Lumber from Local Woodlots
Length: 42 pages
This publication was awarded a blue ribbon in the 1988 ASAE Educational Aids Competition.
This guide provides background knowledge of the woodlot-to-lumber process. Topics covered include wood species, wood properties, sources of professional assistance and training, proper woodlot management, contracting with loggers and sawyers, good harvesting practices, sawing methods, and lumber drying and storage. This guide is meant to encourage the use of local woodlot resources for construction. (1988)
Local woodlots may be inexpensive sources of high-grade lumber for home and farm construction projects. Lumber from Local Woodlots, NRAES-27, a publication from the Northeast Regional Agricultural Engineering Service, walks readers through the woodlot-to-lumber process. Four chapters offer background knowledge for evaluating woodlot resources and planning harvesting, sawing, and seasonal operations. The manual is intended not to replace the need for professional foresters' advice about woodlot management but to educate woodlot owners about the practices, language, and liabilities involved.

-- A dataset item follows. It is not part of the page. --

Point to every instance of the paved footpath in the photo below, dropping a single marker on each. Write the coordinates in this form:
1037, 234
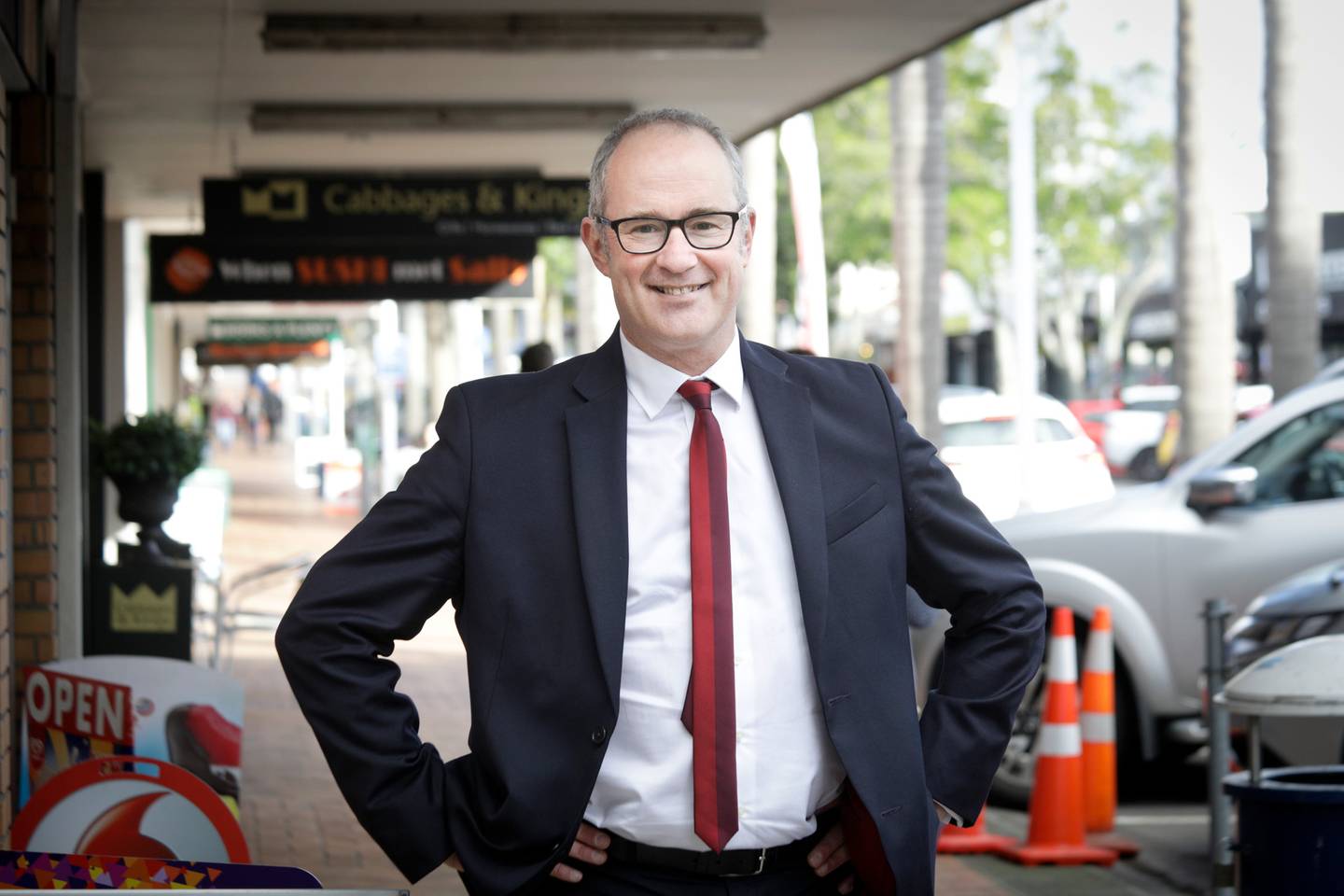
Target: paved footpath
293, 814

The first step in the woodlot-to-lumber process is understanding the woodlot resources. The book describes more than forty tree species native to the eastern U.S. and examines differing characteristics between hardwoods and softwoods. Several properties of woods are explained and summarized in a concise, easy-to-read table. Many factors in woodlot management are discussed, including the necessity of working with a professional forester.
Harvesting timber is the next step in the woodlot-to-lumber process. Woodlot owners must understand logging language, legal considerations of contracting for services, and good harvesting practices. The liabilities of hiring loggers and working on the land are great and must be addressed by landowners. Conservation practices are described so that owners can protect their woodlots from erosion.
The third step following harvesting is sawing logs into lumber. The terminology and considerations of hiring good saw operators are important for owners who desire the most value from their woodlots. Custom sawing, different kinds of saws, and differences in sawing methods for hardwood and softwood trees are discussed to help beginners make informed choices.
The final step before woodlot owners can begin planned projects is seasoning, or drying, the lumber. The book explains shrinkage and the possible defects involved in the drying process. Air-drying, the process by which wood is seasoned before use, is explained step-by-step and followed by a discussion about storing lumber.
Lumber from Local Woodlots, NRAES-27, provides an overview for woodlot owners or those planning to buy lumber from local mills. Woodlot owners may keep the lumber produced for their own use or, possibly, trade it for other materials. Appendixes in the book list use requirements for several structural building members and provide addresses to write for project ideas and plans. A comprehensive glossary defines more than 150 terms associated with the woodlot-to-lumber process.